This work addresses the limited robustness of audio deepfake detection against unmodified, compressed, and “washed” (i.e., anti-detection) speech. To tackle this, we propose a multilingual, multi-synthesis-source data integration strategy. Methodologically, we integrate the WavLM self-supervised large model frontend with RawBoost acoustic augmentation within the AASIST architecture, enabling joint modeling across languages and distortion types. Crucially, our approach leverages collaborative training on diverse multilingual and multi-source synthetic data, substantially enhancing generalization under complex adversarial conditions—including real-world noise, compression artifacts, and active evasion attacks. Evaluated on the SAFE Challenge, our method achieves second place in both Task 1 (original deepfake detection) and Task 3 (washed-audio detection), demonstrating strong robustness and practical efficacy in realistic, challenging scenarios.

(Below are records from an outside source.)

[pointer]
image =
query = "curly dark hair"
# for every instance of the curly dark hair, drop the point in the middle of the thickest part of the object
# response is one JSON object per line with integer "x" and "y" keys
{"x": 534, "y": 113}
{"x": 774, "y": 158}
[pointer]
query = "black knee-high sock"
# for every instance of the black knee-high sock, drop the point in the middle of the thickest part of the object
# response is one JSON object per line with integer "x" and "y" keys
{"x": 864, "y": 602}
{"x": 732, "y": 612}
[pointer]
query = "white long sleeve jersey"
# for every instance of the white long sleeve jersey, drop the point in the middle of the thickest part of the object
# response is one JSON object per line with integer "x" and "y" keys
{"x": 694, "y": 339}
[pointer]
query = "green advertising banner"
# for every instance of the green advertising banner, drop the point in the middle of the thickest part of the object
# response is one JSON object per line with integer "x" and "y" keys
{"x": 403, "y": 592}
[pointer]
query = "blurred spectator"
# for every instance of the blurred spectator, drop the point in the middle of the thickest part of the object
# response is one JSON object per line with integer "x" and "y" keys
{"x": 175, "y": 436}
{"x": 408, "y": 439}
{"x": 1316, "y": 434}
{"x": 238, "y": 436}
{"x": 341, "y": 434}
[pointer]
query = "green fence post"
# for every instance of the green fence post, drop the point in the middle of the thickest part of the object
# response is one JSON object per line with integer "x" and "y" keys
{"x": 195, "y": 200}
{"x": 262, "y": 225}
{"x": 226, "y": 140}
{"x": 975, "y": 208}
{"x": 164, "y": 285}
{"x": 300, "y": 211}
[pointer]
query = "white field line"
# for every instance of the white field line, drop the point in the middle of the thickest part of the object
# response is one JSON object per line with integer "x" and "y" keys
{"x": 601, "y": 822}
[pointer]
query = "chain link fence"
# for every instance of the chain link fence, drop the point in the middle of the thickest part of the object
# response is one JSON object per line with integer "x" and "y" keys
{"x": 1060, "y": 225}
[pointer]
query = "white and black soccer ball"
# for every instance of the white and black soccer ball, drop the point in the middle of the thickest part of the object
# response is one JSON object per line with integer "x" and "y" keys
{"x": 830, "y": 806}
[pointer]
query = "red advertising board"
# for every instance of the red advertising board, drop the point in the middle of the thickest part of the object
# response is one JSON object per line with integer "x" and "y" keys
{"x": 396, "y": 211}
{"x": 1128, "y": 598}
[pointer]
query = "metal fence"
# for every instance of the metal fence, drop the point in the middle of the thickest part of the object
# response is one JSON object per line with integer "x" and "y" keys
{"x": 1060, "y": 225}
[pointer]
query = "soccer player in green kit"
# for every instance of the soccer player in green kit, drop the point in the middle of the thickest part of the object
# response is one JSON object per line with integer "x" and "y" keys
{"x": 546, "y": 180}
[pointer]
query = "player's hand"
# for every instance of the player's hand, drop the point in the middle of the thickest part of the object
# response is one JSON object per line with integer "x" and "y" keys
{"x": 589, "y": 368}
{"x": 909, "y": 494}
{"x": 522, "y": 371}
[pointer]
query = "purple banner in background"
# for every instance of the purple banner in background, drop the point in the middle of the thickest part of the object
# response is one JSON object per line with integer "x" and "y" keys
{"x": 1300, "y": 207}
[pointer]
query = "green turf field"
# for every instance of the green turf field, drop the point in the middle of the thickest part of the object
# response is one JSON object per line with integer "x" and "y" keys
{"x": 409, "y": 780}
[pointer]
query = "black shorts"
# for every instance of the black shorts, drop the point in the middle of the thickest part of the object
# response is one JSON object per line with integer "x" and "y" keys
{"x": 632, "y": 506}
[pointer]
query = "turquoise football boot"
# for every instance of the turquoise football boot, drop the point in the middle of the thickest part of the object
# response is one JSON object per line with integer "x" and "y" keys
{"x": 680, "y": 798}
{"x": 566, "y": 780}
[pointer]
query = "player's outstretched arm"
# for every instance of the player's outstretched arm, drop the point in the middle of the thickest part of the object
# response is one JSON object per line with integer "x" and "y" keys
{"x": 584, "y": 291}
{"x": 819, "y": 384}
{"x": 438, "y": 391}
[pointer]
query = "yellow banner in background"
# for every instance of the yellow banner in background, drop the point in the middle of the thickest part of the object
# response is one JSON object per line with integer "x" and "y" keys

The SAFE Challenge evaluates synthetic speech detection across three tasks: unmodified audio, processed audio with compression artifacts, and laundered audio designed to evade detection. We systematically explore self-supervised learning (SSL) front-ends, training data compositions, and audio length configurations for robust deepfake detection. Our AASIST-based approach incorporates WavLM large frontend with RawBoost augmentation, trained on a multilingual dataset of 256,600 samples spanning 9 languages and over 70 TTS systems from CodecFake, MLAAD v5, SpoofCeleb, Famous Figures, and MAILABS. Through extensive experimentation with different SSL front-ends, three training data versions, and two audio lengths, we achieved second place in both Task 1 (unmodified audio detection) and Task 3 (laundered audio detection), demonstrating strong generalization and robustness.